Speaking to austrianfilms.com, the filmmaker describes her meticulous research in the company of women with direct knowledge of the issue. In addition to the power of juju, which she describes as a kind of voodoo, Mortezai mentions the hypocrisy of the “Christian religion.” Because “everybody knows who the Madam is and who the exploited women are. Everyone knows each other: it’s an open secret. … It was only during my travels around Nigeria that I came to appreciate the impossibility of adopting moral standards unless you are in a reasonable social and economic situation …
“The corrupt social systems where women like those in my film exist without any means of escape,” she forcefully adds, “have not come about in a vacuum. And we are not only talking here about the history of colonialism, but also the way exploitation of natural resources has proceeded ever since. In the global system we would all like to have everything and consume whatever we want—but we don’t want to know anything about the people involved. Seen from this perspective, the fate of these people involves us all.”
When Mortezai started to investigate this “merciless” system, she told filmintitu.at, witnessing the oppressive poverty in Benin City in southern Nigeria—where the majority of the women come from—caused her “to understand the life stories and circumstances of these women and develop more and more empathy with them. Also, it became increasingly difficult for me to make judgments about good and evil in this game.”
Indeed, moralizing in this case, as in all others, does no one any good. It’s not wickedness that the Nigerian families demonstrate in pushing their daughters into prostitution, but, above all, their horrendous poverty.

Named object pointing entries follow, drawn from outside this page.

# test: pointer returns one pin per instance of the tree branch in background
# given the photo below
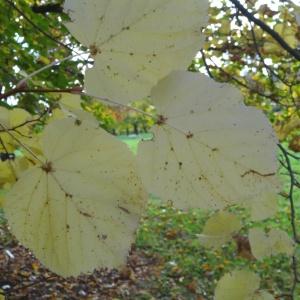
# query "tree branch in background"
(290, 196)
(295, 53)
(36, 27)
(47, 8)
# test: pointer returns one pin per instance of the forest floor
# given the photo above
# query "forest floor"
(166, 262)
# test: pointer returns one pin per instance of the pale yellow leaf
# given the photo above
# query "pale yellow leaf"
(273, 243)
(238, 285)
(209, 150)
(80, 208)
(263, 206)
(136, 42)
(219, 229)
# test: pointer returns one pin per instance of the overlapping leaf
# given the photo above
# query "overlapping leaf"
(79, 208)
(208, 149)
(240, 285)
(135, 42)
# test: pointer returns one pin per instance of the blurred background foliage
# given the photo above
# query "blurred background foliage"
(32, 35)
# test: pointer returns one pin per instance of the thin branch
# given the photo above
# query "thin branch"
(206, 65)
(268, 68)
(54, 63)
(20, 143)
(74, 90)
(46, 8)
(295, 53)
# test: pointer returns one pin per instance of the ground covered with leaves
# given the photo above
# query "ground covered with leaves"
(166, 262)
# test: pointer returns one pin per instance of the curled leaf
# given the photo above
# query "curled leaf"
(219, 229)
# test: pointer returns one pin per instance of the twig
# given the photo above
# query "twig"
(20, 143)
(206, 65)
(54, 63)
(295, 53)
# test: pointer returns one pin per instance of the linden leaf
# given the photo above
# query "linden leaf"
(17, 119)
(238, 285)
(273, 243)
(219, 229)
(136, 42)
(80, 208)
(208, 149)
(70, 102)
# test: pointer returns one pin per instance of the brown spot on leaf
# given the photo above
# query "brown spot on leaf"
(47, 167)
(161, 120)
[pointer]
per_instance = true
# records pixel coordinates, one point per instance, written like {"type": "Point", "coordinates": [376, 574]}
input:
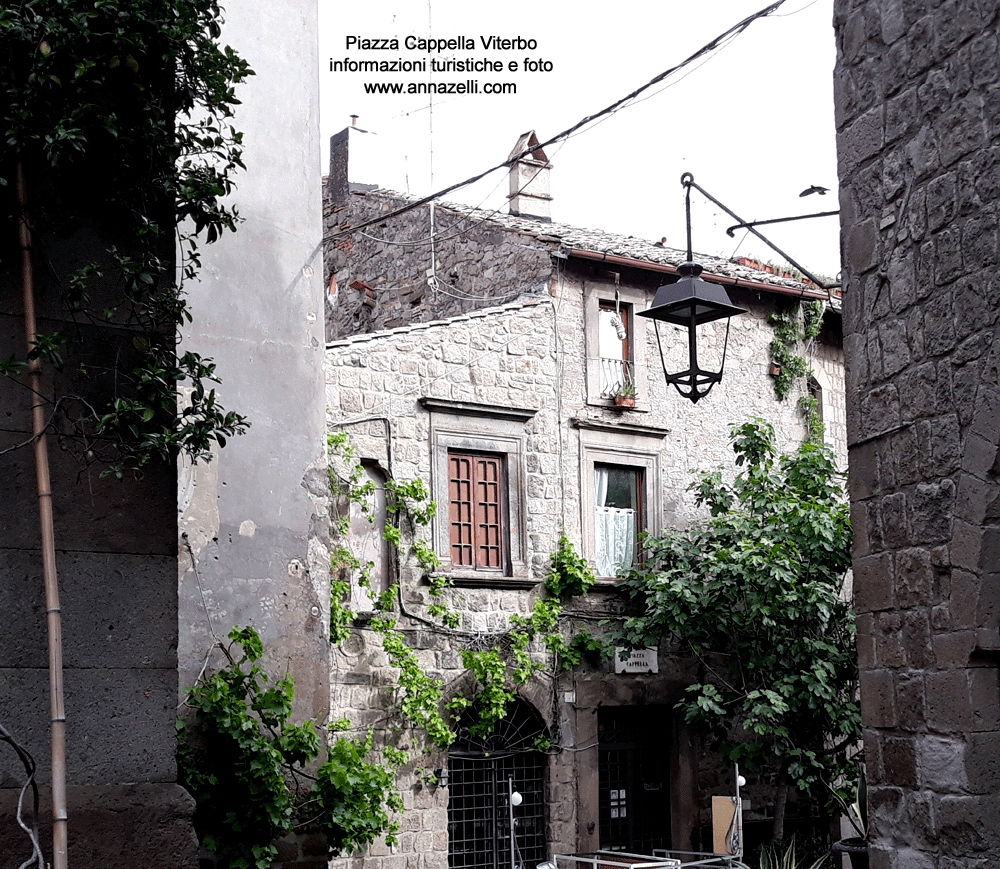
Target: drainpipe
{"type": "Point", "coordinates": [58, 712]}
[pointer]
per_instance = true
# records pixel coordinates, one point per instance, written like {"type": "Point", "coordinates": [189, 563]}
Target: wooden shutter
{"type": "Point", "coordinates": [475, 496]}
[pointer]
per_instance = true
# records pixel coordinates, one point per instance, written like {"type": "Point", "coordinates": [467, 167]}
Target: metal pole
{"type": "Point", "coordinates": [58, 712]}
{"type": "Point", "coordinates": [510, 807]}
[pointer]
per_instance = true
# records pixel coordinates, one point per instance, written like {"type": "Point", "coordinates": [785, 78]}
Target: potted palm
{"type": "Point", "coordinates": [625, 395]}
{"type": "Point", "coordinates": [856, 847]}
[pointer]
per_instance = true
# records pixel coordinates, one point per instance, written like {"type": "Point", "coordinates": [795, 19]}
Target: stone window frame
{"type": "Point", "coordinates": [632, 299]}
{"type": "Point", "coordinates": [468, 427]}
{"type": "Point", "coordinates": [628, 445]}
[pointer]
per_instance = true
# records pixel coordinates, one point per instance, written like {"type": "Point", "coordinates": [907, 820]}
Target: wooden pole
{"type": "Point", "coordinates": [54, 615]}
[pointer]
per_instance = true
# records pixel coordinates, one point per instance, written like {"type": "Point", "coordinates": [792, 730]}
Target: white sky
{"type": "Point", "coordinates": [754, 123]}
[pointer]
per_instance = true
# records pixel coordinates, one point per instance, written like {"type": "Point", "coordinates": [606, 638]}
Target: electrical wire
{"type": "Point", "coordinates": [488, 214]}
{"type": "Point", "coordinates": [589, 119]}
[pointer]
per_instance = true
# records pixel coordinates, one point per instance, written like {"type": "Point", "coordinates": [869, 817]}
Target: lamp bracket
{"type": "Point", "coordinates": [687, 181]}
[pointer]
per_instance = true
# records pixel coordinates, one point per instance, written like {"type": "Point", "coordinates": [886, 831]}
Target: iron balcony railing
{"type": "Point", "coordinates": [616, 375]}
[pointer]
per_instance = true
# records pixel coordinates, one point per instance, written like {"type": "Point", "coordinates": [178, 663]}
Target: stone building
{"type": "Point", "coordinates": [154, 568]}
{"type": "Point", "coordinates": [918, 103]}
{"type": "Point", "coordinates": [482, 348]}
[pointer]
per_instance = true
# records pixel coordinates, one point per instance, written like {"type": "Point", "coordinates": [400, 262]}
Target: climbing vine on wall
{"type": "Point", "coordinates": [497, 670]}
{"type": "Point", "coordinates": [246, 764]}
{"type": "Point", "coordinates": [795, 328]}
{"type": "Point", "coordinates": [117, 116]}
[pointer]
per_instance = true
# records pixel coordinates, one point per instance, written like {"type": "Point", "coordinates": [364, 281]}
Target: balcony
{"type": "Point", "coordinates": [616, 375]}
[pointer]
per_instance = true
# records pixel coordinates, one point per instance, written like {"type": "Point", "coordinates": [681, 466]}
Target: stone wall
{"type": "Point", "coordinates": [918, 103]}
{"type": "Point", "coordinates": [377, 278]}
{"type": "Point", "coordinates": [389, 390]}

Undoubtedly, the unrelenting and at times suffocating character of Joy’s drama reflects a genuinely harsh situation. Certain intractable conditions make struggle or even movement very difficult, or, in some cases, temporarily impossible. It is fully to the credit of an artist like Mortezai that she takes on these painful circumstances. Nonetheless, artistic representations like this, especially in the present cultural atmosphere, tend to be correspondingly restricted, with built-in limitations and narrow margins.
Joy, in other words, treats certain sides of life, but not all of them. What it omits—outrage, opposition, resistance, upheaval—also exists, in both Nigeria and Austria.